Latin American countries’ lack-luster record of manufacturing export expansion can be explained to a greater extent by these countries’ failure to reap gains from the ongoing process of global production sharing. I was surprised to note that in the website posting on the Sri Lankan visit, Prof. Hausmann has used Venezuela as a comparator for justifying his policy advocacy for Sri Lanka! Sri Lanka needs to learn lessons from its own past and from the successful countries in our Asian neighbourhood, not from a failed state in Latin America. In the aftermaths of the 1977 liberalisation reforms, a number of electronics multinationals came to Sri Lanka to set up assembly plants. We sadly missed the opportunity to become an export hub based on global production sharing because these MNCs soon left the country in the early 1980s as political instability set in.

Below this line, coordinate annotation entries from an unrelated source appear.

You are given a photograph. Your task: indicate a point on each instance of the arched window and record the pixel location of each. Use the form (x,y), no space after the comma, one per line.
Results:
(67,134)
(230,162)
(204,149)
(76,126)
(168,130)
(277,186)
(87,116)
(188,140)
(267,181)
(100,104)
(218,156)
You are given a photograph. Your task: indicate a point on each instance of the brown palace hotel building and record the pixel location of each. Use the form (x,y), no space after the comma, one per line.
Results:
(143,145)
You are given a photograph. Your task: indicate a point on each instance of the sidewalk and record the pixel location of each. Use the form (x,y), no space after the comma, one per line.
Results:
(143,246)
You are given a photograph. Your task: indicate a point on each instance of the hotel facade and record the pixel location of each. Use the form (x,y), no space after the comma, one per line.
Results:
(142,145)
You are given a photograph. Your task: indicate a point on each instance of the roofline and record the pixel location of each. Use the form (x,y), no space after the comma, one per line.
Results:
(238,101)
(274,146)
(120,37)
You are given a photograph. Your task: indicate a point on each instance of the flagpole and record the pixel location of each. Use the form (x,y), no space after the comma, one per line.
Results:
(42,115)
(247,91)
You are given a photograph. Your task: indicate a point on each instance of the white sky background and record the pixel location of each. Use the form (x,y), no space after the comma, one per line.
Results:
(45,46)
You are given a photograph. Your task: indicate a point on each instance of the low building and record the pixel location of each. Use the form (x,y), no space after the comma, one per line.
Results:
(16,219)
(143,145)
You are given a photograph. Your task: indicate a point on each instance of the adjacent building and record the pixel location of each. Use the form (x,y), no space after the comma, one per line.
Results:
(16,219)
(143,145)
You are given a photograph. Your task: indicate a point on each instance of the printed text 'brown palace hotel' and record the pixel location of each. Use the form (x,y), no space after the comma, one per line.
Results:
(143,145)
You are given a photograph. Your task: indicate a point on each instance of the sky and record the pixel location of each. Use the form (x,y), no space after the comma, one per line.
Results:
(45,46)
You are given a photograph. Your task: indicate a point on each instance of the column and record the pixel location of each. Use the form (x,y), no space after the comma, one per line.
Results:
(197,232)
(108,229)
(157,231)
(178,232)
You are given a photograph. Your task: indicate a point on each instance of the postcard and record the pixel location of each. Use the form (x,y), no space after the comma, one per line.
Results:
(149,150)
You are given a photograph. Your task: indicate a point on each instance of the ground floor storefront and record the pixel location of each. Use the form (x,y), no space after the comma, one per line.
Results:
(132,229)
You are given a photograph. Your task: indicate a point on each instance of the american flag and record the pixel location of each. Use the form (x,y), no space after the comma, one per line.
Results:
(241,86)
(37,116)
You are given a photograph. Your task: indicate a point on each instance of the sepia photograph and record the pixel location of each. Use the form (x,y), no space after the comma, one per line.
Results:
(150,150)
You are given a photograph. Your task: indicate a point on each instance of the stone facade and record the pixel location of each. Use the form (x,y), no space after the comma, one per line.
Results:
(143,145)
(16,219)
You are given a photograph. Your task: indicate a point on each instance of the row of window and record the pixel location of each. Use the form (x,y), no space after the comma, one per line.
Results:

Among these lost investment projects was a large assembly plant (with a planned employment of 3000 workers), which made headlines in a Harvard Business Review article. Chet Singh, the founding chairman of the Penang Development Corporation, recently told me that Motorola’s decision to come to Sri Lanka was a big concern to him and the Penang state government at the time because Sri Lanka was a much better location for electronics assembly compared to Penang. Luckily for him (and for Penang) Motorola eventually gave up the Sri Lanka option and set up a plant in Penang. The Motorola plant in Penang currently employ 8500 workers and also acts as the regional R&D centre of that giant multinational enterprise. We need to strive to regain such lost opportunities.


Premachandra Athukorala is an advisor to the Advocata Institute.  He is a Professor of Economics, at the Crawford School of Public Policy, Australia National University.